How the media misrepresents Afghanistan
Thousands of peoples’ lives were forever changed after the disastrous events of the 9/11/2001 attacks on the World Trade Center in New York. But for over a decade, the stigma of Islam and all Muslims has wrongfully grouped innocent people in with the terrorists that caused harm to the U.S. and other countries.

The Media’s Focus on Radicals

This negative perspective of Muslims’ character stems from tragic events like the Charlie Hebdo attack in France and the alarming beheading videos done by the Islamic State group (ISIS). However, Espiritu believes the media coverage of these events focuses on linking the terrorists to Afghanistan which places the country in a negative light.

How the media misrepresents Afghanistan is in drawing broad connections to particular events done by groups of people, organizations, and even a single individual i.e. Osama bin Laden. When these events occur, the stigma against the people of Afghanistan — who are primarily Islamic people — translates to their portrayal in the media as savages, extremists, bigots and/or radicals.

When you limit Afghanistan to just these reductive terms and connotations, it creates a constant theme within the news medium of categorizing Muslims as belligerently harmful people.

Truth vs. Stigma

Although there are good arguments and truth in fearing the Taliban in Afghanistan, how the media misrepresents Afghanistan places any progress against these threats as overlooked. For instance, Peter Bergen stated in the Foreign Policy news article, “the Taliban are removed from power,” while numerous other news sites would focus on the Taliban’s continued threat instead.
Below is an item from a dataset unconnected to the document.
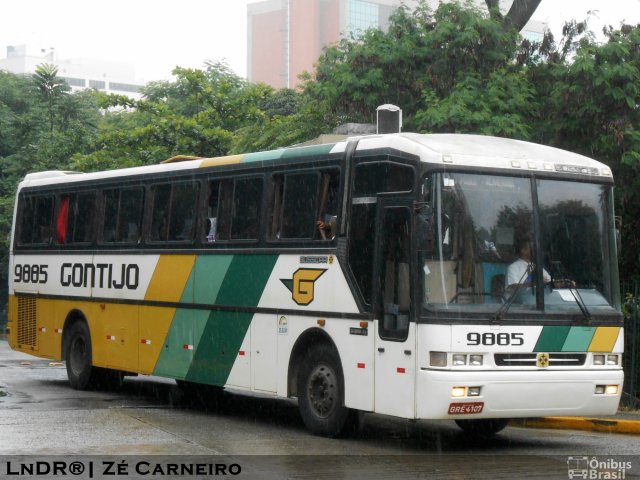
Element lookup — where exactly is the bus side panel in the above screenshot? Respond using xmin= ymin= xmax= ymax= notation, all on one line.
xmin=254 ymin=254 xmax=374 ymax=411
Another focus of the media is the “Muslim” restriction of women from having jobs and giving daughters an education; however, there are now more women from Afghanistan aiding in the Afghan parliament than in the U.S. Congress. Also, there’s been progress in child education —  there are now eight million students’ in school, and more than 33 percent are girls.
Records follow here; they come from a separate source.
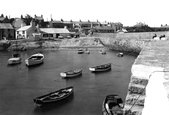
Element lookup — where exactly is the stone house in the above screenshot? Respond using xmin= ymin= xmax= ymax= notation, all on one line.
xmin=0 ymin=23 xmax=15 ymax=40
xmin=16 ymin=20 xmax=39 ymax=39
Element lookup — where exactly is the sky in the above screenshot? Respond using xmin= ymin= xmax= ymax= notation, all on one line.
xmin=1 ymin=0 xmax=169 ymax=27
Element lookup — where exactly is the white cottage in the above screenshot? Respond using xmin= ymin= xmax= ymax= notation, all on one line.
xmin=16 ymin=20 xmax=39 ymax=39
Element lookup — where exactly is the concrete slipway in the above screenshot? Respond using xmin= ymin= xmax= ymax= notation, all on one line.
xmin=124 ymin=40 xmax=169 ymax=115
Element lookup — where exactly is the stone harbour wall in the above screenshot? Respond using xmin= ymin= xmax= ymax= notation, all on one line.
xmin=123 ymin=40 xmax=169 ymax=115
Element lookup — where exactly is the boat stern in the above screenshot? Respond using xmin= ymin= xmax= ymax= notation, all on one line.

Afghanistan’s Efforts at Nationwide Improvement

Even though Afghanistan has had a history of human trafficking, the U.S. Department of State from the United Nations High Commissioner for Refugees addresses that the government of Afghanistan has made improvements to end this practice.

The efforts consist of passing a new law that prohibits any trafficking and smuggling in January 2017. Furthermore, the government has managed to indict and punish criminals of this injustice while also placing trafficking victims in temporary housing in Kabul.

Pushing the socioeconomic progress forward also led the government to establish 15 child protection units (CPUs), creations which stopped 315 boys and three girls from becoming victims of police recruitment. Unfortunately, the government did not meet the requirements, though, in several categories: collusion, victim protection and progression in strategic planning for services provided.

How the Media Misrepresents Afghanistan

The media is supposed to be a direct connection from the government to the general public and vice versa; however, Mirza Mesic, a professor of Islamic History at the Zagreb, states that this medium of communication uses alternatives to basic informative practices such as skewing and then defending such alternative information.

With all the attention and negative input the media has done about Afghanistan, it is easy to say that drama sells stories, but how often is that balanced with the progression the country is making?